The Ansible inventory file used in these examples is named hx_inventory, and inside the file is an inventory group named Intersight_HX. This group lists all hosts that will have actions taken against them by the Ansible playbooks. In reality, these are not individual hosts, but instead each one is a Cisco HyperFlex cluster that will be created and deployed. Even though each entry is not a traditional single host, you still use the host variable file structure that is part of Ansible. For each Cisco HyperFlex cluster to be created, a host variable file must be created in a folder named host_vars. The host_vars folder is not part of the GitHub collection; therefore, the folder and the individual variable files must be created. The next section provides a detailed description of each variable in the host variable file. The appendix provides sample files.

Host variable file details

The values for each variable in the host variable file are explained here in the order that they appear in the sample files presented in the appendix.

hx_cluster_name: This variable is the name of the Cisco HyperFlex cluster as seen in Cisco Intersight, VMware vCenter, and Cisco HyperFlex Connect.

hx_mgmt_platform: For a standard cluster, enter FI. For a Cisco HyperFlex Edge cluster, enter Edge.

hx_hypervisor_type: Enter ESXi.

hxdp_version: Enter the version of the Cisco HyperFlex platform that you want to install: for example, 4.0(2c).

ucs_firmware_version: Enter the Cisco UCS firmware version that you want to use on the servers: for example, 4.1(2a).
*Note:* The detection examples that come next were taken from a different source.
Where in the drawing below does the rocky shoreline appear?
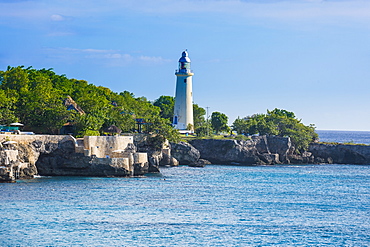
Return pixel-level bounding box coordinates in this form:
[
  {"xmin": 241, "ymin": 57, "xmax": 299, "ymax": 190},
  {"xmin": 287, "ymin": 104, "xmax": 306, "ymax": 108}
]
[{"xmin": 0, "ymin": 135, "xmax": 370, "ymax": 181}]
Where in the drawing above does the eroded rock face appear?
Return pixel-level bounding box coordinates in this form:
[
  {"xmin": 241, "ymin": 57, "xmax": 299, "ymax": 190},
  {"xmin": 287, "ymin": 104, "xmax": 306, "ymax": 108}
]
[
  {"xmin": 309, "ymin": 143, "xmax": 370, "ymax": 164},
  {"xmin": 171, "ymin": 142, "xmax": 200, "ymax": 165},
  {"xmin": 189, "ymin": 136, "xmax": 291, "ymax": 165}
]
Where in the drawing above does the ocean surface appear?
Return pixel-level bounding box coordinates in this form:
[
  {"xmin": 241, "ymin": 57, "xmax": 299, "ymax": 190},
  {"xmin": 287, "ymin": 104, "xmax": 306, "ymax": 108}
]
[
  {"xmin": 316, "ymin": 130, "xmax": 370, "ymax": 145},
  {"xmin": 0, "ymin": 130, "xmax": 370, "ymax": 246}
]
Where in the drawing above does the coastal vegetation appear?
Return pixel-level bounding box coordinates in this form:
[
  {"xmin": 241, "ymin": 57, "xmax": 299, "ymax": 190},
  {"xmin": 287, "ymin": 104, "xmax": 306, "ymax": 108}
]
[
  {"xmin": 232, "ymin": 108, "xmax": 318, "ymax": 152},
  {"xmin": 0, "ymin": 66, "xmax": 178, "ymax": 141},
  {"xmin": 0, "ymin": 66, "xmax": 317, "ymax": 151}
]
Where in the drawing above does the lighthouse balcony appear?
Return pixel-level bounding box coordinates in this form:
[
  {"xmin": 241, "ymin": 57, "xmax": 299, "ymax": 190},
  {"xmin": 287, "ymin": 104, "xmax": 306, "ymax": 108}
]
[{"xmin": 175, "ymin": 69, "xmax": 193, "ymax": 74}]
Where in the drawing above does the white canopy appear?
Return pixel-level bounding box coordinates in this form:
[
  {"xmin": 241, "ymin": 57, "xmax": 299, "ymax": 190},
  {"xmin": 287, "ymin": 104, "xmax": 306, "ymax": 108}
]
[{"xmin": 9, "ymin": 123, "xmax": 23, "ymax": 126}]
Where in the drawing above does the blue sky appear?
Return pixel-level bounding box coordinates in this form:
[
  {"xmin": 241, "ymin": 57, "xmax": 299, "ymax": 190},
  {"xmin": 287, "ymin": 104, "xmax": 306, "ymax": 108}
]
[{"xmin": 0, "ymin": 0, "xmax": 370, "ymax": 131}]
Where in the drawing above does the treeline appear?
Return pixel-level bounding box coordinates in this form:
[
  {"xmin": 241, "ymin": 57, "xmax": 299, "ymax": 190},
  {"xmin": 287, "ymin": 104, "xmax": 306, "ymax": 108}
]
[
  {"xmin": 0, "ymin": 66, "xmax": 317, "ymax": 150},
  {"xmin": 0, "ymin": 66, "xmax": 178, "ymax": 140}
]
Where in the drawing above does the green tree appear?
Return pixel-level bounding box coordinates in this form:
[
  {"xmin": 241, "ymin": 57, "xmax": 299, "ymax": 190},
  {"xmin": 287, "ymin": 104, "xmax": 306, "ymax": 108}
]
[
  {"xmin": 211, "ymin": 112, "xmax": 229, "ymax": 134},
  {"xmin": 195, "ymin": 121, "xmax": 213, "ymax": 137},
  {"xmin": 153, "ymin": 95, "xmax": 175, "ymax": 122},
  {"xmin": 193, "ymin": 104, "xmax": 206, "ymax": 129},
  {"xmin": 233, "ymin": 108, "xmax": 318, "ymax": 152}
]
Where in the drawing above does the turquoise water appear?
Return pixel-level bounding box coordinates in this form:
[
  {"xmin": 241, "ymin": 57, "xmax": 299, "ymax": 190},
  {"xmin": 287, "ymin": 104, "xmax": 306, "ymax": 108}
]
[
  {"xmin": 0, "ymin": 165, "xmax": 370, "ymax": 246},
  {"xmin": 316, "ymin": 130, "xmax": 370, "ymax": 145}
]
This variable is not used or required for Cisco HyperFlex Edge clusters.

hx_mgmt_mac_prefix: Enter the management MAC address prefix starting with 00:25:B5: for example, 00:25:B5:7E.

#hx_replication_factor: If you want to override the default replication factor of 3, then uncomment this line and enter 2. This variable is not used or required for Cisco HyperFlex Edge clusters.

#hx_vdi_optimization: If you want to enable virtual desktop infrastructure (VDI) optimizations, then uncomment this line and change false to true.

hx_disk_cleanup: If a cluster has been installed on these servers before, then leave the disk cleanup value as true; otherwise, change it to false.

#hx_laz_autoconfig: If you want to enable logical availability zones on a cluster of eight nodes or more, uncomment this line and change false to true. This variable is not used or required for Cisco HyperFlex Edge clusters.

hx_vcenter_hostname: Enter the host name of the managing vCenter server.

hx_vcenter_username: Enter an administrative user name for the managing vCenter server.

hx_vcenter_datacenter: Enter the name of the Datacenter object in vCenter in which the new cluster will be placed.

hx_hypervisor_admin: This variable specifies the administrator account name for the ESXi hypervisors, which should be left as root.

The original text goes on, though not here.